Byredo: How a Half-Indian Swede Built a Cult Fragrance Brand
By The Fragrenza Team 2 min read
An Unlikely Origin Story
Ben Gorham was not supposed to be a perfumer. Born in Stockholm to an Indian mother and a Canadian father, he grew up between cultures — a background that would ultimately become the defining creative fuel of his work. After a career as a professional basketball player, Gorham pivoted to fashion and design, studying at the Beckman's College of Design in Stockholm. It was there that he became fascinated by fragrance as a vehicle for memory, identity and emotional experience.
The Brand Born from Memory
Gorham founded Byredo in Stockholm in 2006 with a simple but powerful founding philosophy: fragrance as a means of capturing personal memories that might otherwise be lost. The name itself is a contraction of "by redolence" — the idea of being recalled by scent. His early fragrances were directly autobiographical: Gypsy Water was inspired by the Romani communities of India he encountered through his mother's heritage; Bal d'Afrique was inspired by a childhood trip to Africa; Bibliothèque by the smell of old books in a Parisian library.
The Byredo Aesthetic
Byredo's visual identity is as carefully considered as its fragrances.
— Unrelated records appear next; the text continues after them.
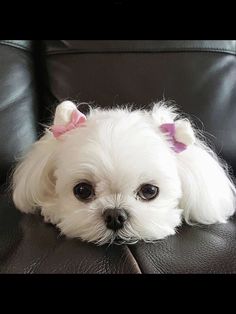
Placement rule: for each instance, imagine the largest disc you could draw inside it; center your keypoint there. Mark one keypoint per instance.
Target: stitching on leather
(134, 50)
(15, 45)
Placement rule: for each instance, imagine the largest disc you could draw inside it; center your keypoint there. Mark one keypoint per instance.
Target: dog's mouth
(117, 239)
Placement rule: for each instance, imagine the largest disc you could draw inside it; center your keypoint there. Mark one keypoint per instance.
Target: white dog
(123, 175)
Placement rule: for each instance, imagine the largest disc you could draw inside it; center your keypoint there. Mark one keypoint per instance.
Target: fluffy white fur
(118, 150)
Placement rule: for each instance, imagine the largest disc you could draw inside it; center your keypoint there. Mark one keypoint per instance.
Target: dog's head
(121, 174)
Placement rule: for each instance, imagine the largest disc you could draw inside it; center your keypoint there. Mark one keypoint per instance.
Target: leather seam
(135, 260)
(117, 50)
(14, 45)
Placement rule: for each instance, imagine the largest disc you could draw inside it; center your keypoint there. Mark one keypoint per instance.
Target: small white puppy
(123, 175)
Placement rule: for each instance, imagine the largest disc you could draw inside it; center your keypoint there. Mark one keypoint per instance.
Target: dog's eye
(148, 192)
(83, 191)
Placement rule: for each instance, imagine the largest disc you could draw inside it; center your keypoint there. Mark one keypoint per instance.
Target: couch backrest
(18, 101)
(200, 76)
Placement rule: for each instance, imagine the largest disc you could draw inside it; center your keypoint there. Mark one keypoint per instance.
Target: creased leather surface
(18, 111)
(30, 246)
(194, 249)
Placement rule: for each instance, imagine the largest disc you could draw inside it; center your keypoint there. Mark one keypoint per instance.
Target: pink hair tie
(169, 129)
(77, 119)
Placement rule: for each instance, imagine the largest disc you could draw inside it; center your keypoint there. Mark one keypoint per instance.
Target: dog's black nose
(115, 218)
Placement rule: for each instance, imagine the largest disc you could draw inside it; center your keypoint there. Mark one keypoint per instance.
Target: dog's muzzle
(115, 218)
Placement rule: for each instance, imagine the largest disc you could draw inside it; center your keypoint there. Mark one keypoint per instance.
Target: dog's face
(123, 175)
(116, 178)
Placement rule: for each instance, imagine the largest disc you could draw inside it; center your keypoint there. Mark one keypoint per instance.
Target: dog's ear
(33, 178)
(209, 195)
(63, 112)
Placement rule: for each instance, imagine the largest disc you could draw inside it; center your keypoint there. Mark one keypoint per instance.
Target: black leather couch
(35, 75)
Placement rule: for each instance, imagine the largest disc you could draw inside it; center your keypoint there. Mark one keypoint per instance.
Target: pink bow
(169, 129)
(77, 118)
Minimal, monochrome, architectural — the brand's aesthetic strips away everything superfluous to emphasise the purity of the scent experience. The cylindrical bottles with their all-caps, all-black typography became immediately distinctive in a market full of ornate packaging. The message was clear: the fragrance is what matters.
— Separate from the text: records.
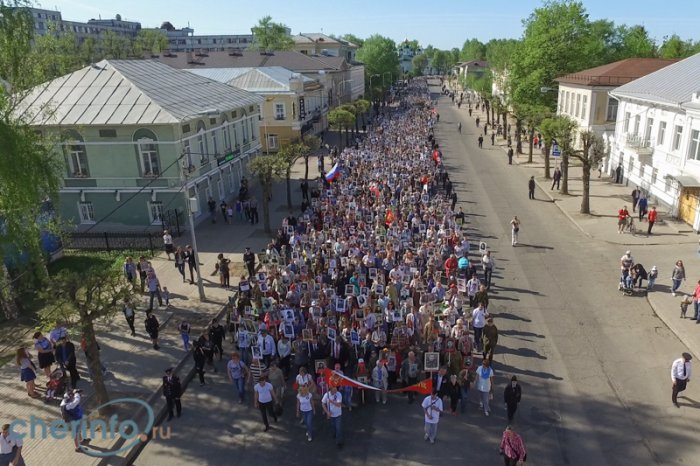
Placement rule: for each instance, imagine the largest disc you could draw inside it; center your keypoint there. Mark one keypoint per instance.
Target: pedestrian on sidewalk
(27, 371)
(168, 243)
(432, 408)
(511, 397)
(677, 276)
(152, 328)
(622, 215)
(185, 328)
(681, 371)
(10, 448)
(172, 391)
(651, 218)
(556, 178)
(512, 448)
(515, 229)
(264, 400)
(636, 194)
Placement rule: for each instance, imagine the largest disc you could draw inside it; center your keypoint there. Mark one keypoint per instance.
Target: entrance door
(688, 204)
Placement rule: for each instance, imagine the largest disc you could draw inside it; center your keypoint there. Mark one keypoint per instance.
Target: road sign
(556, 152)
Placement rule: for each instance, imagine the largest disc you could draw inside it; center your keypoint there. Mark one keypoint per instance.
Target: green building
(139, 138)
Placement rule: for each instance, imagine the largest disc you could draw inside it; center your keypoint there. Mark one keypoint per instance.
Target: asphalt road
(594, 365)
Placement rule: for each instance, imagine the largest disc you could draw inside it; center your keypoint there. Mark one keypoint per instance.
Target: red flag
(424, 387)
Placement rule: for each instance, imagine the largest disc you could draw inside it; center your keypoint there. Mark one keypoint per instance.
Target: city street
(594, 365)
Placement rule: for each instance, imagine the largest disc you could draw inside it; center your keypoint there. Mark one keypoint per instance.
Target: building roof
(616, 73)
(263, 80)
(675, 84)
(291, 60)
(129, 92)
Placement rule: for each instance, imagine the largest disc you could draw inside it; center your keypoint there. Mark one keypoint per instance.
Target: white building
(583, 96)
(657, 137)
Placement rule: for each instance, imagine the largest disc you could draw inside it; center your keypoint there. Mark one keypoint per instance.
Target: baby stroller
(56, 386)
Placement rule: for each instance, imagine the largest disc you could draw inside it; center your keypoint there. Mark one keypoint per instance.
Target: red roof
(616, 73)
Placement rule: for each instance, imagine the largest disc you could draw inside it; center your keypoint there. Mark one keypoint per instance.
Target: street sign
(556, 152)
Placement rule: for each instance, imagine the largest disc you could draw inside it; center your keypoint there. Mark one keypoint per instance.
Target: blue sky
(442, 23)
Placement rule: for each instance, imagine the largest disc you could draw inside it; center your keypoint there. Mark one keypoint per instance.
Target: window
(155, 212)
(279, 112)
(611, 114)
(148, 152)
(694, 150)
(87, 213)
(578, 104)
(272, 141)
(662, 133)
(647, 131)
(677, 136)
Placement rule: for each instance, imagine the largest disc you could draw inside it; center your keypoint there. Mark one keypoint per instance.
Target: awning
(688, 181)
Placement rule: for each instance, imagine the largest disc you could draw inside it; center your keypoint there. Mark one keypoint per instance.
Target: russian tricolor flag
(333, 173)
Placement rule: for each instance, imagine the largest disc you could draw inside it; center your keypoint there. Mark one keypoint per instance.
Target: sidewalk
(670, 240)
(141, 378)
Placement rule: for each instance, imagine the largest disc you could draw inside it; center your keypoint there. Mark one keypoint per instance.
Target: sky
(441, 23)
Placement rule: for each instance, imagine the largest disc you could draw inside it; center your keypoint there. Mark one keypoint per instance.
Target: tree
(473, 49)
(379, 55)
(592, 153)
(419, 63)
(92, 294)
(267, 169)
(29, 166)
(269, 36)
(558, 40)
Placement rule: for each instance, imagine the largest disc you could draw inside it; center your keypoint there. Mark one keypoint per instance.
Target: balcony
(644, 147)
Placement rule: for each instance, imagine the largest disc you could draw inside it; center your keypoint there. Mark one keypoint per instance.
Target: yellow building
(294, 105)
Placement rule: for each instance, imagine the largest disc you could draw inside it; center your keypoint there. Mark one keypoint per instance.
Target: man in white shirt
(432, 407)
(332, 404)
(10, 447)
(681, 370)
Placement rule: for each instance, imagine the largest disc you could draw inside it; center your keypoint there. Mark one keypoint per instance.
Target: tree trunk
(586, 180)
(564, 173)
(289, 188)
(98, 382)
(267, 191)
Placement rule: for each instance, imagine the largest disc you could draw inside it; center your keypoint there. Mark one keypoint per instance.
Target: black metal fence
(110, 241)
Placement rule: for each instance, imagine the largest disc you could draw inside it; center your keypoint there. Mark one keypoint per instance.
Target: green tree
(473, 49)
(419, 63)
(269, 36)
(90, 295)
(29, 167)
(379, 55)
(593, 151)
(267, 169)
(557, 40)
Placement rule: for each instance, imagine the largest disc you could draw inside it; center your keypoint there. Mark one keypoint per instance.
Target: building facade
(140, 138)
(657, 137)
(294, 105)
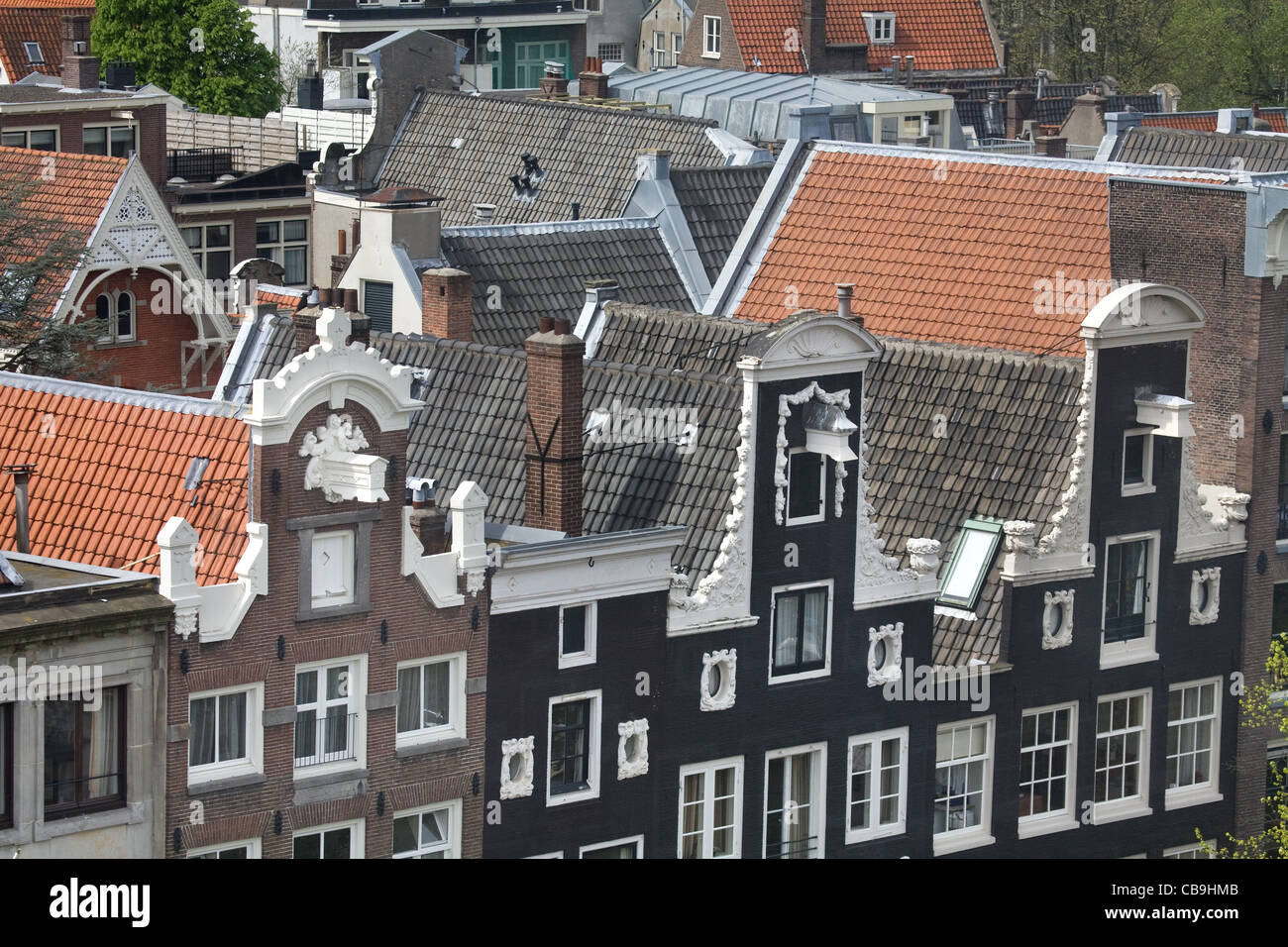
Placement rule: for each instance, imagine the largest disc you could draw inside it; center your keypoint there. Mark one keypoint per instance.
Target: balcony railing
(201, 163)
(329, 740)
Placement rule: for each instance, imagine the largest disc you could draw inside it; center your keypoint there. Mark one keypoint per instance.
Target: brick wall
(695, 42)
(1194, 239)
(412, 629)
(155, 356)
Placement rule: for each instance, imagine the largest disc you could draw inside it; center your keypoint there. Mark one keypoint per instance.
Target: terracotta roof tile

- Byredo fragrance are created by Jerome Epinette, a perfumer who has developed a rare ability to translate abstract emotional concepts into olfactory language.
- Super Cedar, a woody aromatic that smells like wet cedarwood after rain, became particularly beloved for its fresh, atmospheric quality.
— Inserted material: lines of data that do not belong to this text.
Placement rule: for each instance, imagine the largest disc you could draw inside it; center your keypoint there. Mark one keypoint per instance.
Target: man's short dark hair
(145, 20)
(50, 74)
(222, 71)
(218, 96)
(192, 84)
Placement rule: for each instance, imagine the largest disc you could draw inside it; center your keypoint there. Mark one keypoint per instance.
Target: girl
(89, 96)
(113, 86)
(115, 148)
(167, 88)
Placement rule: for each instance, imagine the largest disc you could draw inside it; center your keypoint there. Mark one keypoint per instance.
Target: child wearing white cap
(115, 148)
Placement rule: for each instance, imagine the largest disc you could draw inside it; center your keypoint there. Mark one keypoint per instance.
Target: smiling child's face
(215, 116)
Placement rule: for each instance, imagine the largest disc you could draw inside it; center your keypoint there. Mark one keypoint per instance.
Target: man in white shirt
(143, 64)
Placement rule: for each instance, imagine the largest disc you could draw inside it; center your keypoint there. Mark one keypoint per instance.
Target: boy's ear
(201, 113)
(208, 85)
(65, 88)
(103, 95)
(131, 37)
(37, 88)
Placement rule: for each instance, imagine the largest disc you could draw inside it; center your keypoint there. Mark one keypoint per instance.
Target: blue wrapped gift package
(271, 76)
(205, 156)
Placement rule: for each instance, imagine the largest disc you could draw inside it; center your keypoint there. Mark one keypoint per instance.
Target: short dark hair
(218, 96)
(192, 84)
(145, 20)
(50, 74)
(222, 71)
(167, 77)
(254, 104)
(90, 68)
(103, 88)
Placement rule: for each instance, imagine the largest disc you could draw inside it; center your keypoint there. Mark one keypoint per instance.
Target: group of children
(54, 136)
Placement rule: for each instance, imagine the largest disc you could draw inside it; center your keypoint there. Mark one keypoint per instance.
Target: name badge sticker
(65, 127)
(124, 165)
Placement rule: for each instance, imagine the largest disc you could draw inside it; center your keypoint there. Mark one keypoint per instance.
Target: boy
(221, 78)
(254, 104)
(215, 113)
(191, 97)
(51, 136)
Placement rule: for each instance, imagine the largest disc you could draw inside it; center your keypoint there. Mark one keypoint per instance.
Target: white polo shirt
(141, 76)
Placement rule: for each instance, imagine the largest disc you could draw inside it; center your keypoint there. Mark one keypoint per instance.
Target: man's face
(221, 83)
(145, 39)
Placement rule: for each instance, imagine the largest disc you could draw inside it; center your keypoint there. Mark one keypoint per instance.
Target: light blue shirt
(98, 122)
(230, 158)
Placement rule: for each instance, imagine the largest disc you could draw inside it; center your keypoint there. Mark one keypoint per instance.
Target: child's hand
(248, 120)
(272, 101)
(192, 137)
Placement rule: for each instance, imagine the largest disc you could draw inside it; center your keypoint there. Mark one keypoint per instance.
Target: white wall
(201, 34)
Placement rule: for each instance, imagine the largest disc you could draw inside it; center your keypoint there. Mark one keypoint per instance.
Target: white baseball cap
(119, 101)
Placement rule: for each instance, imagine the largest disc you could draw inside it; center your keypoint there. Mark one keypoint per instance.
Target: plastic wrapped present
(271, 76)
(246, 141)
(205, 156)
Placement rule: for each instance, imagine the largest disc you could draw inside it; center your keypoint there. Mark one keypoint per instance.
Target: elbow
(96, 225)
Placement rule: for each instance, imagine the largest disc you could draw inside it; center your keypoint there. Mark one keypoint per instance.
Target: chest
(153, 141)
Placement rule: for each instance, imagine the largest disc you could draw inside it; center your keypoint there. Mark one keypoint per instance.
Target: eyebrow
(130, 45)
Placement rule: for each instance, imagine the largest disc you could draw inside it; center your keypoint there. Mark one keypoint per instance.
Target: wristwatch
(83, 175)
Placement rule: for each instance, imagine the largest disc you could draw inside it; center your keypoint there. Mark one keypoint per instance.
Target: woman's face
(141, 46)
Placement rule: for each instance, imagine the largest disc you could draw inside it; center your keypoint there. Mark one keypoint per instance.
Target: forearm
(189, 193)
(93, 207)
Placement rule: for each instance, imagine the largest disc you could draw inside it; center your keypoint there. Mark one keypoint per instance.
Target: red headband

- Mojave Ghost — built around ambrette, magnolia and sandalwood — is widely considered one of the finest clean musks of the modern era.
Expansion Beyond Fragrance
Byredo has expanded well beyond perfume, into leather goods, candles, body care and even cosmetics — a move that positions it as a full lifestyle brand rather than merely a fragrance house. This expansion drew comparisons with Aesop and Le Labo as a model for the modern artisanal luxury brand. In 2022, Byredo was acquired by Puig, the Spanish beauty and fashion conglomerate, in a deal that valued the brand at approximately $1 billion.
What Byredo Represents
More than a brand, Byredo represents a particular moment in fragrance culture — the post-2010 decade when the children of mixed heritage, global mobility and cultural fluidity began building brands that reflected their own complex identities. Gorham's story is a story about how fragrance can be a form of self-expression as authentic and personal as painting or music. It is a story the industry needed to hear.